We had ear­lier be­ing in­formed by the Lady with the dog that the Horse out­line ap­pears so white as there is an age old tra­di­tion of scour­ing it by the nearby vil­lagers and now a Chalk­ing-day is fixed and they gather with buck­ets of chalk, ham­mers and kneepads to re­move the grass care­fully and break the pre­vi­ous hard­ened chalk to re­place with fresh white chalk; keep­ing it vis­i­ble for cen­turies to come. Dur­ing the World War II it was cov­ered with turf to es­cape be­ing bombed by en­emy air­crafts.


Far­away in the dip­ping val­ley be­low us we spot­ted the fa­bled Dragon Hill- a small green cir­cu­lar 10me­ter high hill with a flat top that we had passed ear­lier while driv­ing to­wards the car-park. It is a nat­u­ral chalk hill as­so­ci­ated with the fa­ble of the pa­tron saint of Eng­land -Saint Ge­orge slay­ing the fire-breath­ing Dragon! The hillock has small steps cut into it to reach the top that holds a bare chalk patch where no grass ever grows as it is be­lieved to be the spot where the Dragon’s blood spilled when Saint Ge­orge killed it.

The other the­ory is that it could be a rit­ual site for the Iron Age peo­ple or Celts, as the top of the hill was ar­ti­fi­cially flat­tened by them to sit and per­form a rit­ual by fire- light­ing. Sci­en­tists the­o­ries that the Dragon’s Hill was formed by the melt­ing wa­ters of the Ice Age!


Bid­ding farewell to the in­trigu­ing White Horse we walked on to­wards the dis­tant car park turn­ing back sev­eral times to catch the last few glimpses of the un­ex­plain­able White Horse. This was a dif­fer­ent route than the one we came by ear­lier.
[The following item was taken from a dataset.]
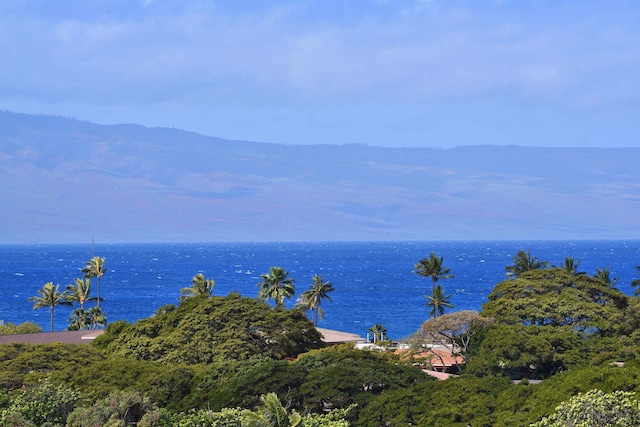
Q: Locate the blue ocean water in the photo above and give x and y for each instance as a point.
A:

We soon reached the next des­ti­na­tion in­di­cated our map- the his­toric, sole Thorn tree with acres of only grass­land around. I could vi­su­al­ize the two mighty armies gath­ered around this sole Thorn tree in the end of the 800’s AD for the fierce Bat­tle of Ash­down- English monarch King Al­fred the Great against the in­vad­ing Danes who got pushed back!
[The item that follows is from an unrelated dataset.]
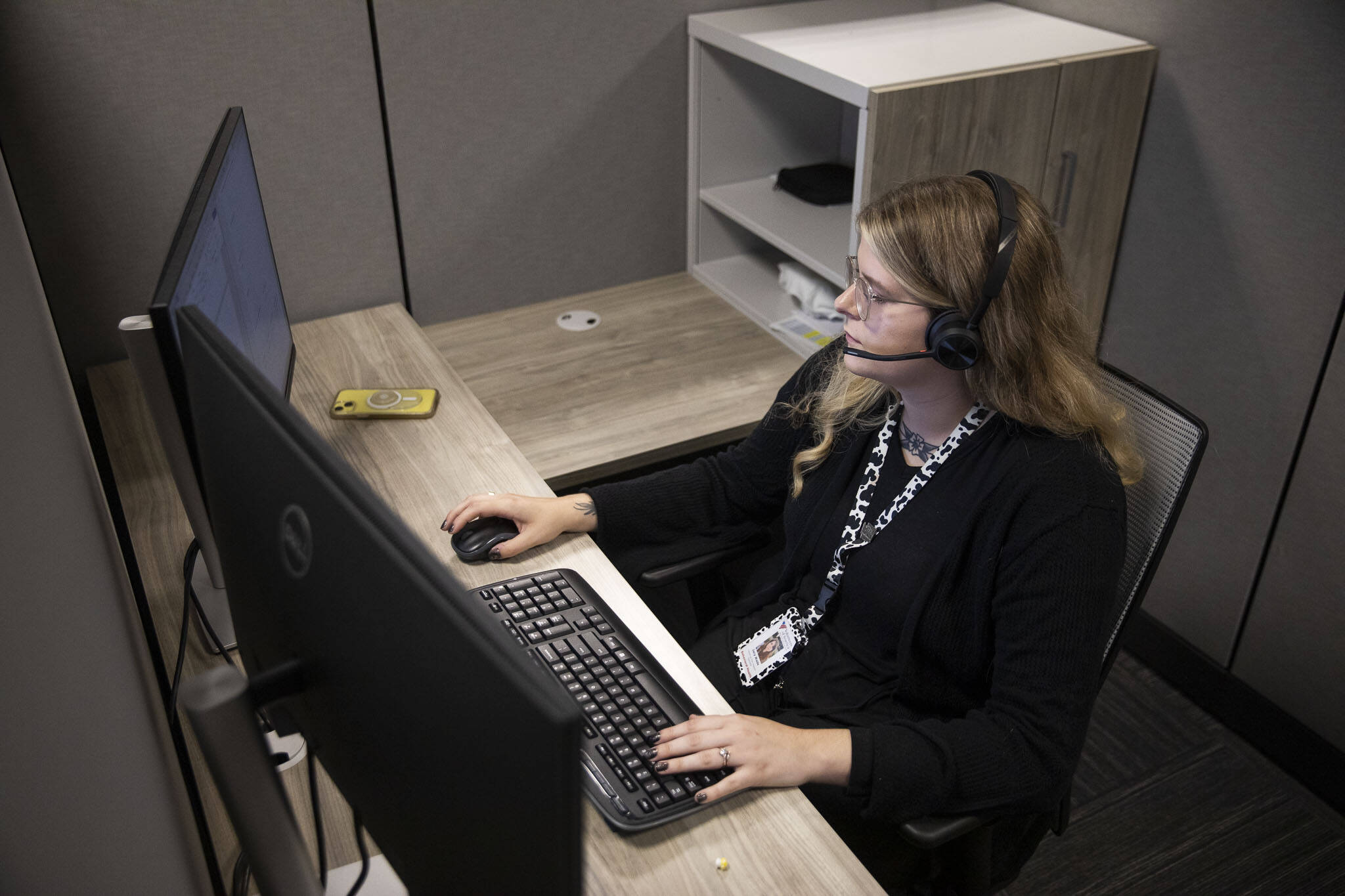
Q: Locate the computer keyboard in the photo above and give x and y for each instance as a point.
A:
(623, 694)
Walk­ing away from the Tree we tried to look at the White Horse again be­hind us and stepped on a Ne­olithic Burial Mound which had no sig­nage ex­cept be­ing marked on the map. It was fas­ci­nat­ing to discover a 6000 year old ceme­tery where ex­ca­va­tions have re­vealed skele­tons with coins in their mouth. The tra­di­tion was fol­lowed from a be­lief that the dead had to pay a coin to cross the ‘river to the next life.’ I thought that it was so sim­i­lar to In­dian be­lief of ‘cross­ing a river’ af­ter death!


I re­called read­ing that the White Horse is be­ing used as an Em­blem by a Coun­cil, School and Col­lege be­sides oth­ers. It finds place in English nov­els since the year 1859, epic po­ems, BBC Tele­vi­sion se­ri­als mu­sic al­bums and songs as well.

We met no other vis­i­tors ex­cept those few peo­ple ex­er­cis­ing their dogs. Come sum­mer and the hills would be alive with vis­i­tors, chil­dren, kite- fly­ers, par glid­ers, birds watch­ers, trekkers- their num­ber touch­ing 200,000 per year, all in the hope of un­veil­ing the un­fath­omable White Horse Hill!